From (A) and (B), the required number of ways = 12! × 7!

There are three places P, Q, and R such that 3 roads connect P and Q, and four roads connect Q, and R. How many ways can one travel from P to R?

The number of ways in which one can travel from P to R = 3 × 4 = 12

What is the sum of all 4 digit numbers formed using the digits 2, 3,4, and 5 without repetition?

Sum of all 4 digit numbers formed using the digits  2,3,4,5  without repetition = (4−1)! (2+3+4+5)(1111) = 3!×14×1111 = 6×14×1111 = 93324

In how many ways can 10 books be arranged on a shelf such that a particular pair of books should always be together?

• We have a total of 10 books.
• Given that a particular pair of books should always be together. Hence, just tie these two books together and consider their single books.
• Hence we can take the total number of books like 9. These nine books can be arranged in ⁹P₉ = 9! ways. We had tied two books together. These books can be arranged among themselves in ²P₂ = 2! ways.

Hence, the required number of ways = 9! × 2!

How many ways can 11 persons be arranged in a row so that 3 particular persons should always be together?

• Given that three particular persons should always be together. Hence, just group these three persons and consider them single people.
• Therefore we can take the total number of persons as 9. These 9 persons can be arranged in 9! ways.
• We had grouped three people. These three persons can be arranged among themselves in 3! ways.

Hence, the required number of ways = 9! × 3!.

Five balls need to be placed in three boxes.
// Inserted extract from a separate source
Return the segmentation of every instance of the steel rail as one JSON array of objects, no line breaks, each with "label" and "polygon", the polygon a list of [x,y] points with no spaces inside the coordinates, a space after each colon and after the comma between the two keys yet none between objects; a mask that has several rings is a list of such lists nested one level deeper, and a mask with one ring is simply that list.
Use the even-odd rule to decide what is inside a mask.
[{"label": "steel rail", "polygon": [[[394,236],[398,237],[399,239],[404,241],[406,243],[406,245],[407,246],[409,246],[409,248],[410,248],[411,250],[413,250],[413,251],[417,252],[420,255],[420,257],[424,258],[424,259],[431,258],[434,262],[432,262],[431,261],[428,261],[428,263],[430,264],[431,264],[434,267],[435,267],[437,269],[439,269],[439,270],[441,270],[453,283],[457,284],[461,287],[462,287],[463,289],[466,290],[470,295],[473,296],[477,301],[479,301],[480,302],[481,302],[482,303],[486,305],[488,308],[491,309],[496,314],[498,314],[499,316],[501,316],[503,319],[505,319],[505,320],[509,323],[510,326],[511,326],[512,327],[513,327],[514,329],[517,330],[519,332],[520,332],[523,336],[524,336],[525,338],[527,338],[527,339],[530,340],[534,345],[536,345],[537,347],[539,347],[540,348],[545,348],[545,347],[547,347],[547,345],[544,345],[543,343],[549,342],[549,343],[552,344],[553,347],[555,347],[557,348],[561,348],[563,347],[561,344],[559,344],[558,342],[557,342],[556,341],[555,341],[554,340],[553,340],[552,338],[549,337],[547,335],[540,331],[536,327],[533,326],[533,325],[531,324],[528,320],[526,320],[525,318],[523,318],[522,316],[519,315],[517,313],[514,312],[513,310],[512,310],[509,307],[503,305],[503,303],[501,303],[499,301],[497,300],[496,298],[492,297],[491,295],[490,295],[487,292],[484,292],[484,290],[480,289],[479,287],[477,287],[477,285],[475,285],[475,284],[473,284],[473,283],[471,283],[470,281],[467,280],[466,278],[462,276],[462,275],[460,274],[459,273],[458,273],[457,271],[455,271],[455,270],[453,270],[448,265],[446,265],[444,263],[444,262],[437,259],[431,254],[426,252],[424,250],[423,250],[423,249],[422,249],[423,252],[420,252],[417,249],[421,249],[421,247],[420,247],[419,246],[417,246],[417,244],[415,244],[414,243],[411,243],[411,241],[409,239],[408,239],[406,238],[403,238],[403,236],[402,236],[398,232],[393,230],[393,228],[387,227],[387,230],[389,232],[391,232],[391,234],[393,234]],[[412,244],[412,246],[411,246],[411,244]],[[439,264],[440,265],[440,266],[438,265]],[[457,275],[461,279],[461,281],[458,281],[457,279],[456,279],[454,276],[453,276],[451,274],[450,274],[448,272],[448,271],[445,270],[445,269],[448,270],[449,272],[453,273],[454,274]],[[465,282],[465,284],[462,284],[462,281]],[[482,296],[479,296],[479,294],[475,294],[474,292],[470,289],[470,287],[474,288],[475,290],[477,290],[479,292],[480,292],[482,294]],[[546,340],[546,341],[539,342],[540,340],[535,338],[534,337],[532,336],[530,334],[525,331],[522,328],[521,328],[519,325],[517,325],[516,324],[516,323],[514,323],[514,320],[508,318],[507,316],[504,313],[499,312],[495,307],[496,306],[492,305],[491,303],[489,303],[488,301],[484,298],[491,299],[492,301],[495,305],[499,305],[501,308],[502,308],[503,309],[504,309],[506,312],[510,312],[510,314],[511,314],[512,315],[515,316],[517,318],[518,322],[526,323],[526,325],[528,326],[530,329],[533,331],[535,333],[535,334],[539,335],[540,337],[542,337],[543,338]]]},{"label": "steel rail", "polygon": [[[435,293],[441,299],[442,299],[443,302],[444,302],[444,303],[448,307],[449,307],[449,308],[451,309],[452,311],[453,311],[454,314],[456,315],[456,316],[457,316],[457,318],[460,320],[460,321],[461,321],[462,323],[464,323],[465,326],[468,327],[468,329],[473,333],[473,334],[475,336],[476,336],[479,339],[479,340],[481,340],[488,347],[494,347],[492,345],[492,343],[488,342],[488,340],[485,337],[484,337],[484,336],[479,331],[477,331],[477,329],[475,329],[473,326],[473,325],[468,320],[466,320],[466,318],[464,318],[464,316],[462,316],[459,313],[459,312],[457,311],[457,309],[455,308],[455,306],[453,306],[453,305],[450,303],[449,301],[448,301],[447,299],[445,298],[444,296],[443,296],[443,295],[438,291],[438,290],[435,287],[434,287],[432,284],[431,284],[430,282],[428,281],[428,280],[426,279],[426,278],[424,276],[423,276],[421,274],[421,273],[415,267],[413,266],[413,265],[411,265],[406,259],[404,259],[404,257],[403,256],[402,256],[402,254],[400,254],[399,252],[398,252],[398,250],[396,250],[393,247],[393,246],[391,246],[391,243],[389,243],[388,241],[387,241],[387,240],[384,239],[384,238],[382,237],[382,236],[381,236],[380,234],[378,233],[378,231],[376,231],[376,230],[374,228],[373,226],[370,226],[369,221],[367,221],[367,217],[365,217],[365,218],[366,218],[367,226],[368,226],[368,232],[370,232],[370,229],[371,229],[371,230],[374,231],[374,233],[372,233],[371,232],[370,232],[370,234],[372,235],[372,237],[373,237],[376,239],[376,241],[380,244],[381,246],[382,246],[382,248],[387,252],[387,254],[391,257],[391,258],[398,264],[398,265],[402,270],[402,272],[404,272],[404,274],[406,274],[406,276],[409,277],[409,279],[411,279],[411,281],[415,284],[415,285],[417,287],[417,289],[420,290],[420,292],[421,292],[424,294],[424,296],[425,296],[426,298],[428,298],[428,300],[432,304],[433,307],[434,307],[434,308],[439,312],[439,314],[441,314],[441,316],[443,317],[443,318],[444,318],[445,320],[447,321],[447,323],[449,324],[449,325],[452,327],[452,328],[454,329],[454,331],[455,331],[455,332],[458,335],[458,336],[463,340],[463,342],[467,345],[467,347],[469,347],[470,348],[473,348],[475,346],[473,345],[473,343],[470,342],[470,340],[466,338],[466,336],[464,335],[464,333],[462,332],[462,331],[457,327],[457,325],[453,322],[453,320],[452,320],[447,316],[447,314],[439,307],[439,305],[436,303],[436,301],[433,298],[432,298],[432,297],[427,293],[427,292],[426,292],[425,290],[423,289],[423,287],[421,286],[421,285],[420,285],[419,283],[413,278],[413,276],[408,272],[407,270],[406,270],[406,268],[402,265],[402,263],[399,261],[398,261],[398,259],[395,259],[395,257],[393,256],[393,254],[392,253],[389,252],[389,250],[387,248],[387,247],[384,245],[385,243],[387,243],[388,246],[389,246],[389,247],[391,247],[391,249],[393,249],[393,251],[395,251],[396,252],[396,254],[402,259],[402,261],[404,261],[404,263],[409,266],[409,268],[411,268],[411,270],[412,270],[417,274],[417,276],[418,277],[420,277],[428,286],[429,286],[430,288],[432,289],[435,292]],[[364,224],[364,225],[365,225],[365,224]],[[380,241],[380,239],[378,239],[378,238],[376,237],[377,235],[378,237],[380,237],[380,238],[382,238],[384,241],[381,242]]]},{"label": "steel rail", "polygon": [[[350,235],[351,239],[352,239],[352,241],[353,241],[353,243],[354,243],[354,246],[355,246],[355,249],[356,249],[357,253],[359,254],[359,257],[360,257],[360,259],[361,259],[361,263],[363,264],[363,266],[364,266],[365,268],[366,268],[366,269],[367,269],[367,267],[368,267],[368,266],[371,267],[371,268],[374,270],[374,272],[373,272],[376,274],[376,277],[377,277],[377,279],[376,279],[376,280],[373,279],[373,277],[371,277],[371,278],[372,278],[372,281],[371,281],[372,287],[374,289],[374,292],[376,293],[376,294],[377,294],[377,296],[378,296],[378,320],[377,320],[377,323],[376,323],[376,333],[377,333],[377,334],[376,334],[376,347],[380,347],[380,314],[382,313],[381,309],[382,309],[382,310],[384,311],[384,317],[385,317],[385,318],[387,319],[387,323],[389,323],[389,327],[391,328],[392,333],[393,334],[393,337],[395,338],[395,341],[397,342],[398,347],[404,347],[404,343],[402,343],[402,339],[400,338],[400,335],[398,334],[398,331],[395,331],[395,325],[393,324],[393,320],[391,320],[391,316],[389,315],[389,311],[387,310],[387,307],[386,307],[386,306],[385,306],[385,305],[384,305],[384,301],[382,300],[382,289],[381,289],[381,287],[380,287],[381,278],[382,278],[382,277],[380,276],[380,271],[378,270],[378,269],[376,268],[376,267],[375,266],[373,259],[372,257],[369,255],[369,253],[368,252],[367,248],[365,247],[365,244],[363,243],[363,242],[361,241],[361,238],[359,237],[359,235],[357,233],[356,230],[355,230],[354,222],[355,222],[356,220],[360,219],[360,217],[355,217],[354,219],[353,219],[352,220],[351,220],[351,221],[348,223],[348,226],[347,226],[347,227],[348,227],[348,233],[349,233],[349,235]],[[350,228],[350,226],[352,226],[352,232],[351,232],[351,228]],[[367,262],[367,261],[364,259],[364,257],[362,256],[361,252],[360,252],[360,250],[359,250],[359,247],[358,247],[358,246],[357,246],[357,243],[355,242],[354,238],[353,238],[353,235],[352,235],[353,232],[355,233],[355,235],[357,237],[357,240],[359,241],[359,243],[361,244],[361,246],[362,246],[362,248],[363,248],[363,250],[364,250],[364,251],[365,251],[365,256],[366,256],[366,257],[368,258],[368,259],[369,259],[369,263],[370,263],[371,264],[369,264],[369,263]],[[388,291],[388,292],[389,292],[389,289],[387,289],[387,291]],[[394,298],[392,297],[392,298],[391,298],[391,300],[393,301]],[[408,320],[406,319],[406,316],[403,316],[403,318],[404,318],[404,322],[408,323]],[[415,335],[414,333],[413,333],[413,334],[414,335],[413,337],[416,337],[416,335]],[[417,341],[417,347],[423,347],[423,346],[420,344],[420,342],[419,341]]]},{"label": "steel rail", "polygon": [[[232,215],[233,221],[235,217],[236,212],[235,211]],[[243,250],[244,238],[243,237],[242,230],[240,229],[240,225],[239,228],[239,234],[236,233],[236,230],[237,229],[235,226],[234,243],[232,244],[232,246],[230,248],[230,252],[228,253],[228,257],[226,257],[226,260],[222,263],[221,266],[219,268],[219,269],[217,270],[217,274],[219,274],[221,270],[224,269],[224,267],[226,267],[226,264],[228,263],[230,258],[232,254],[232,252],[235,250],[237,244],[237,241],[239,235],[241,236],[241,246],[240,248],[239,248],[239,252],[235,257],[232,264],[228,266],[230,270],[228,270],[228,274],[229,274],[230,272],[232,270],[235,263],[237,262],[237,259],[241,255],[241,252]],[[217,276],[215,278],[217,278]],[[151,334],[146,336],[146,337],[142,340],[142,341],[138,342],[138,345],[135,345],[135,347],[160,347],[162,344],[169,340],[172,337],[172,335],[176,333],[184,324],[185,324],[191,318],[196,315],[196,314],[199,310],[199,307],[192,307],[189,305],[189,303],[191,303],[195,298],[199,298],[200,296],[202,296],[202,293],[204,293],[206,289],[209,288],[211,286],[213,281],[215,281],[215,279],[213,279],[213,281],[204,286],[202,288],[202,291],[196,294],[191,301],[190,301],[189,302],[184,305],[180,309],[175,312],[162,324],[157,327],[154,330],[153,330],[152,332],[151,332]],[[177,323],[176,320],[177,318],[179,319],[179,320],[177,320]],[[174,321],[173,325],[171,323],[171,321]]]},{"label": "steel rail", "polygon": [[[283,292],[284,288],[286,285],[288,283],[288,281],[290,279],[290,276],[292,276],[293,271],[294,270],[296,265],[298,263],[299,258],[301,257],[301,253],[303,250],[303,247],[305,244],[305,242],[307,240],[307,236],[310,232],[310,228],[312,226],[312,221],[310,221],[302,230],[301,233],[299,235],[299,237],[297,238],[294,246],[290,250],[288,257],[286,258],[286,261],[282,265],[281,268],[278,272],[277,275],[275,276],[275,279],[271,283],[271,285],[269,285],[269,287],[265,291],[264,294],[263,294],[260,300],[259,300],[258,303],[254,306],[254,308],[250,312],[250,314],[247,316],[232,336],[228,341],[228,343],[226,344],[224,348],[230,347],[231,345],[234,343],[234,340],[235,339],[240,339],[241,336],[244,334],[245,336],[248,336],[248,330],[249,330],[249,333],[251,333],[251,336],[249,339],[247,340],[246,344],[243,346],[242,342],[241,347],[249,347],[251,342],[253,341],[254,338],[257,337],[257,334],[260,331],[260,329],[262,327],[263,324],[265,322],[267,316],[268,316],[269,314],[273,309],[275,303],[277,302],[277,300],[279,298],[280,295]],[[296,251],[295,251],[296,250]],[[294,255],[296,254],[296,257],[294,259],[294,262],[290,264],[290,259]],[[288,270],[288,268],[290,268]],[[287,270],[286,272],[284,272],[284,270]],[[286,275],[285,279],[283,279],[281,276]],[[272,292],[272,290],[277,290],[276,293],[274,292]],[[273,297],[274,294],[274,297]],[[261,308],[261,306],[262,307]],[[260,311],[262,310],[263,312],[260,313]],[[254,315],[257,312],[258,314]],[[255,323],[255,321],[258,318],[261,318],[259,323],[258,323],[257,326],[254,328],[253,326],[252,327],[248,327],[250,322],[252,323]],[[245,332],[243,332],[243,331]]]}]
Each box can hold all five balls. How many ways can the balls be placed in the boxes so that no box remains empty if all balls and boxes are identical?

Since no box can be left empty, there can be only two cases. Case A: 1,1,3 (i.e., three balls are put in 1 box, and 1 ball is put in each of the remaining 2 boxes). Total number of ways in which this can be done = 1 (as both boxes and balls are identical) Case B: 1,2,2 (i.e., two balls are put in each of the two boxes, and 1 ball is put in the remaining 1 box). The total number of ways in which this can be done = 1 (as both boxes and balls are identical). From (A) and (B), Required number of ways = 1+1=6

Five balls need to be placed in three boxes. Each box can hold all five balls. How many ways can the balls be placed in the boxes so that no box remains empty? What if all balls and boxes are identical, but the boxes are placed in a row?

Since no box can be left empty, there can be only two cases. Case A: 1,1,3  (i.e., 3 balls are put in 1 box, and 1 ball is put in each of the remaining 2 boxes). A box (in which 3 balls are put) can be selected 3C1 ways. Now, the three balls can be selected only in 1 way (as all the balls are identical). The remaining 2 balls can be arranged in only 1 way (as all the balls are identical).
Hence, the total number of ways = ³C₁ = 3      …(A)
Case B:
1,2,2
(i.e., two balls are put in each of the two boxes, and 1 ball is put in the remaining 1 box).
The two boxes (in each of them, two balls are put) can be selected in 3C2 ways.

• Now, two balls for the first selected box can be selected only in 1 way(as all the balls are identical).
• Two balls for the second selected box can be selected in only 1 way(as all the balls are identical).
• The remaining 1 ball can be placed only in 1 way.
• Hence, the total number of ways = ³C₂ = 3  …(B)

From (A) and (B), the required number of ways = 3 + 3 = 6.